Two months ago I blogged on the reduction of fluoroquinolone-resistant but not fluoroquinolone-susceptible C. diff infections (CDI) in English hospitals, coined as “the English C. diff miracle”. A very simple model challenged the conclusion that this was caused by a reduction in fluoroquinolone use in hospitals. A debate on the assumptions of the model now provides the perfect outline for a PhD thesis.

The model and results were published on a preprint server and as letter to the editor in LID, allowing the authors to respond appropriately. Such exchanges of ideas sometimes read as a pro-con debate, or in boxing terms “float like a butterfly, sting like a bee”. In this case the floating is emphasizing the real-life complexity of C. diff epidemiology and the stings are directed towards some of the model assumptions, leading to the – well-known – conclusion that “all models are wrong, but some are useful” (We need a new quote). Now, let this debate be a starting point, rather than a final round.

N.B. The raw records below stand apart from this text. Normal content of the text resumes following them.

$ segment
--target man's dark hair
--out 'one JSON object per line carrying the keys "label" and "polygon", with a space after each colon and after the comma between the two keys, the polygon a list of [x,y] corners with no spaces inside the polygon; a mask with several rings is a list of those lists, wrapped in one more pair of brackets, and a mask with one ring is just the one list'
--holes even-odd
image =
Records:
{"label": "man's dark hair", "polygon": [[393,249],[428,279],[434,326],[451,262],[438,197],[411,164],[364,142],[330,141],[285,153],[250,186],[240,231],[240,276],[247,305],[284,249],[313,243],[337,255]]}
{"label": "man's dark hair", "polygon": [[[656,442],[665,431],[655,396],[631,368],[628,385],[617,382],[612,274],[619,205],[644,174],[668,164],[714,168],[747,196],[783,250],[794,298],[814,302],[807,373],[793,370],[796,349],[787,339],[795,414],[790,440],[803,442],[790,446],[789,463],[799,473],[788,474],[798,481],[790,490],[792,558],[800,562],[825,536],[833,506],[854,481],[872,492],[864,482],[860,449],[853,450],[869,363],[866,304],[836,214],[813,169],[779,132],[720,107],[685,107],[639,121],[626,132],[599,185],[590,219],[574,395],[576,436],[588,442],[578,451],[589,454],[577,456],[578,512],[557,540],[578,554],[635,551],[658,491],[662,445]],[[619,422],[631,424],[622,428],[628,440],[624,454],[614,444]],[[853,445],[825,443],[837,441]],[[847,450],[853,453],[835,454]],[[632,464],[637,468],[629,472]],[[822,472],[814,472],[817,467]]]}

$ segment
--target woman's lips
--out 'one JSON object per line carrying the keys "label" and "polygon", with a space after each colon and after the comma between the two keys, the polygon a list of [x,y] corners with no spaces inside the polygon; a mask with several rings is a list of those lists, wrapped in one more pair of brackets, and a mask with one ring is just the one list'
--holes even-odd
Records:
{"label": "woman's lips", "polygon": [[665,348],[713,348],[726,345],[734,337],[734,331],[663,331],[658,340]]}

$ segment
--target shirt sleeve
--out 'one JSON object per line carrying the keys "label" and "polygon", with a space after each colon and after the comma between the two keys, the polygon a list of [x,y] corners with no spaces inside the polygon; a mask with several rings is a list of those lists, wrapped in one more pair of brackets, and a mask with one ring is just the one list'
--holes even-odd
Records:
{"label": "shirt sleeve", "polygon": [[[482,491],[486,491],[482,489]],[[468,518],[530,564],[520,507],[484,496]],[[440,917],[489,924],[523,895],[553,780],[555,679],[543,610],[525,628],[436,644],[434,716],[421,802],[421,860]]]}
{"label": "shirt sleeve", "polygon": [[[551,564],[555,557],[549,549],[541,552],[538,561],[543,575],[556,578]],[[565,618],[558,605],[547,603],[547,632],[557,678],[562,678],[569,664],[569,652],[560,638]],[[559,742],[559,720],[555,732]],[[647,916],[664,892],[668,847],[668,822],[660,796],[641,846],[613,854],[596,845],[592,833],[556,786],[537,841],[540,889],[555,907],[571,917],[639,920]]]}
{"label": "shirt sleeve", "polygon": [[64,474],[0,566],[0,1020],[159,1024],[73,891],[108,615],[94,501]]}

Indeed, model assumptions are – by definition – things that may be wrong, but – (un)fortunately – nobody knows for sure. Some assumptions are equally wrong as irrelevant for the model results (indicating that even a seemingly simple model can be unnecessarily complex), but some address fundamental epidemiological characteristics. Elucidating these would enormously enhance our understanding of infectious diseases epidemiology and infection control.

Three of these are:

  1.    Do fluoroquinolone-susceptible strains have a transmission advantage in the community (compared to fluoroquinolone-resistant strains)? This relates to the beauty of co-existence (see here). In fact, the biological observation is that resistant strains fail to completely replace susceptible ones, but how they interact/compete remains to be determined.
  2.    Are infections caused by fluoroquinolone-resistant and fluoroquinolone-susceptible strains mutually exclusive? The answer is probably NO, but any protective effect of carriage with susceptible bacteria against infections with resistant strains could majorly change epidemiology. Imagine, that we could protect humans against infections with resistant bacteria through intentional colonization with susceptible strains.
  3.    Do fluoroquinolone-resistant and fluoroquinolone-susceptible strains differ in their duration of asymptomatic carriage in hospital and community settings? Needed to quantify the relevance of the feedback loop: resistant bacteria acquired in the hospital, persisting after discharge and reintroduced in the hospital with readmission.

Each question seems very easy to answer. So, go ahead.

If you’re not interested in CDI (understandable), just replace it by MRSA, ESBL, CRE, CPE, E. coli, K. pneumoniae, mcr-1, etc, etc.

And for those trying to criticize a mathematical model with a catchy quote, think of this one: “Describing complex, poorly understood reality with a complex, poorly-understood model is not progress” (J. Maynard Smith, 1920-2004).


One thought on “Fluoroquinolone use and C. difficile infections: The English miracle (not) yet explained? (part 2)

  1. hi marc
    i believe the quote at the end is not really from maynard-smith but from boyd & richerson’s book on cultural evolution. maynard-smith has paraphrased the quote in a review (i will look this up – i have it somewhere) on cultural evolution.